Enfin, sur l'aspect plus redistributif du système par rapport à actuellement, je comprends que la réforme souhaite relever le minimum vieillesse (qui s'appliquerait à ce nouveau mode de calcul des pensions) à 80% du SMIC - ce qui a aussi un impact positif. Il y a en revanche un point qui, je pense, a plutôt tendance à être anti-redistributif : c'est celui du mécanisme de décote lié à l'âge pivot. Ce qui est prévu ("pour faire des économies"), c'est d'avoir une décote si on part entre l'âge légal à l'âge pivot (mécanisme qui normalement ne devrait pas exister dans un système à points car, en principe, c'est la valeur du point qui est censé s'ajuster pour équilibrer financièrement le système...) : mon sentiment est qu'en raison du taux d'inactivité bien supérieur dans les classes sociales inférieures autour de l'âge légal, cette décote touchera bien plus ces dernières que les classes supérieures qui auront moins de difficultés à continuer à travailler quelques années de plus.
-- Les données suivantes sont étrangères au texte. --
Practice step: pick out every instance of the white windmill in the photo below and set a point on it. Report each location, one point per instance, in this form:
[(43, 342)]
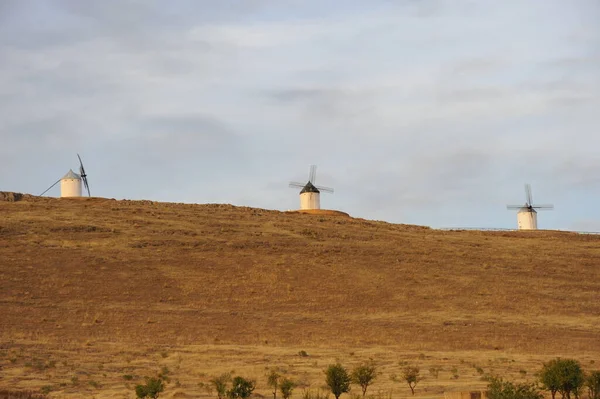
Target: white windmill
[(527, 214), (310, 193), (71, 183)]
Globalement, la question du caractère plus redistributif du système à points envisagé par rapport au système actuel est une question empirique : il y a les mécanismes qui vont dans un sens, d'autres qui vont dans l'autre. Seules des simulations systématiques en fonction des parcours de carrière réellement observées peuvent nous dire dans quel sens ça va au global. Je doute néanmoins qu'empiriquement les effets soient majeurs dans un sens où dans un autre. Il me semble en revanche que le principal impact de cette réforme concerne bien plus le niveau futur de pensions car il y a un certain flou (pour être charitable) sur les modalités de fixation de la valeur du point - et ce, en particulier, si cette réforme est menée en parallèle à une étatisation du système, ce qui rendra la fixation des paramètres encore plus soumise aux objectifs politiques et budgétaires du gouvernement du moment.